The results of the Mandel k method show that no outliers were found in the monthly, seasonal, and annual rainfall data series of the selected station. The results of the MK test show that the number of positive trends is greater than the number of negative trends, especially in the time series the individual rainfall. The statistical Zc value of the MK test represent both an increasing and a decreasing trend in the study area, but this increase or decrease is not significant, except for the January and Winter series. The increase in rainfall trends in January and Winter was statistically significant with the 10% significance level. The use of the Modified MK test, which accounts for the impacts of serial correlation on-the results, has resulted in a slight increase in the magnitude of trend and its statistical significance in rainfall data series. Monthly time series were found to have the most significant trend in January with a significance level of 5%, and the seasonal time series were found to have the most significant trend in Winter. Sen's slope also shows positive and negative slope values according to the MK test value and the modified MK trend test. There are 11 out of 17 rainfall series with a positive trend and Zc and increasing Sen’s slope magnitude, and there are 4 out of 17 rainfall series with negative Zc value and Sen’s Slope.

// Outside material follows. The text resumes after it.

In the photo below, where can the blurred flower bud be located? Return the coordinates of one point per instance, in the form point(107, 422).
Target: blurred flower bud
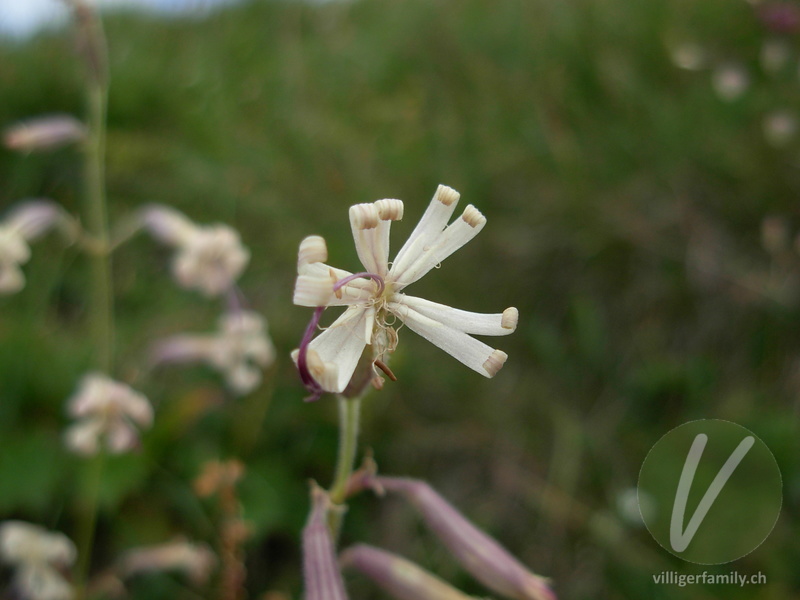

The results of the ITA method indicated that increasing trends were observed in January, October and December for the high rainfall series, while according to the low rainfall series, January shows an increasing trend and November show a decreasing trend. The difference between the MK test and Modified MK test in the monthly, seasonal and annual rainfall series was small. The Pettit test results showed that there was a significant positive shift since 1990. In the case of homogeneity of the rainfall data series, the entire time series (most of monthly, seasonal and annual series) is homogeneous. Finally, the present study concluded that there is evidence of some change in the trend of rainfall data series during the 1976–2017 study period at Duhok station in the Kurdistan Region, Iraq.